Pronto: Easy and Fast Persistence for Volatile Data Structures



- Hide Paper Summary
Paper Title: Pronto: Easy and Fast Persistence for Volatile Data Structures
Link: https://dl.acm.org/doi/10.1145/3373376.3378485
Year: ASPLOS 2020
Keyword: NVM; Pronto; Logical Logging



Back

Highlights:

  1. Semantics logging, or logical logging, has the benefit of very little logging data overhead, and very weak write ordering. Only the method identifier and arguments are saved to the log, instead of every data update. Persistence can also be moved to the background, since data updates will never have write ordering with logs (only control path is ordered with log persistence).

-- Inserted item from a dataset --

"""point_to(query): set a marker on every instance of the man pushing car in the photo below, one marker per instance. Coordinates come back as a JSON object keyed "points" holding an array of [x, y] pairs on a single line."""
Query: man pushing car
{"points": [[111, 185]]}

  2. The observation on linearizability is interesting, because log entries are stored linearlly. If a method requires time travel in serialization order, then the method’s log entry will have to be inserted into the stream of the log, requiring shifting of existing entries.

Questions

  1. op_commit() should be the point that log entries are generated and persisted, rather than op_begin(), since log entries must be written in one of the the valid serialization orders. The order can only be determined when the serialization point is attained, e.g. after all locks are acquired in 2PL or after the write set is locked in OCC. If persistence begins at op_begin(), it is still unknown the ordering of the log entry, since two concurrent operations sharing at least one lock in the 2PL example will race on op_begin(), but not race on op_commit(). Even in the example of concurrent unordered_set given in the paper, it is possible that operation A executes op_begin() first, but acquires lock L later, while operation B executes op_begin() after A, but acquires the lock earlier. In this example, the ordering of the two log entries (A > B) are, in fact, inconsistent with their logical ordering (B > A).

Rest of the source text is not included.